Cargo

THRILLER; 1hr 44min

STARRING: Martin Freeman, Susie Porter, Simone Landers

Freeman stares-down disaster


Whatever you expect from the disaster zone of a zombie movie—a ravaged cityscape, for instance, its cluster of survivors holed up in a convenient shopping mall while herky-jerky virals do their ravenously mangy thing outside—the Australian Outback as a setting for one is probably not on your list. In fact, co-directors Yolanda Ramke (who wrote the screenplay) and Ben Howling are onto something with their atmospheric roll of the dice: the beauty of the far-flung landscape lies in a vast isolation that in equal measures is dramatic, desolate and frightening.

 

For Andy (Freeman), gutted by what befalls his wife (Porter), surviving with his baby daughter is a twinned strategy of not falling victim to the sickness that has blighted the country and defying the hostile terrain’s all but overwhelming odds.
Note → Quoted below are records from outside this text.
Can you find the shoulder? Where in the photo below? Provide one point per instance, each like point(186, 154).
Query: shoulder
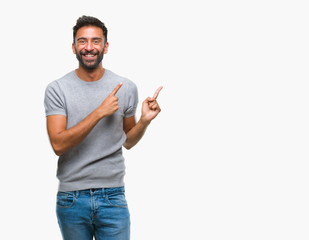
point(61, 82)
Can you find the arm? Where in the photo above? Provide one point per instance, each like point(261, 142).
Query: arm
point(63, 139)
point(135, 131)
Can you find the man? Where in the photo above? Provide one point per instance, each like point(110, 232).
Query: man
point(90, 116)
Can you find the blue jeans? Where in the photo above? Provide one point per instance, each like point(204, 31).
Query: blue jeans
point(101, 213)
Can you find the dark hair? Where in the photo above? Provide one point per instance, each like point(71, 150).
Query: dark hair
point(89, 21)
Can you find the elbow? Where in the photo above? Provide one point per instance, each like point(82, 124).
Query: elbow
point(57, 149)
Andy is the kind of nuggetty stayer you’d want on hand in a crisis. If anyone can prevail, it may very well be him. But in an anarchic wilderness with the clock ticking on his own mortality, one man can only do so much.

 

What becomes of Andy, and of Thoomi (natural first-timer Landers), the young Aboriginal girl with whom he throws in his lot, is as bizarre and terrible as any full-throttle horror show, although not in any formulaic sense: the menace they’re facing is by no means only from the infected. And when every fresh development is a potentially deadly threat, salvation can seem as much an abstract concept as an innocence irretrievably lost.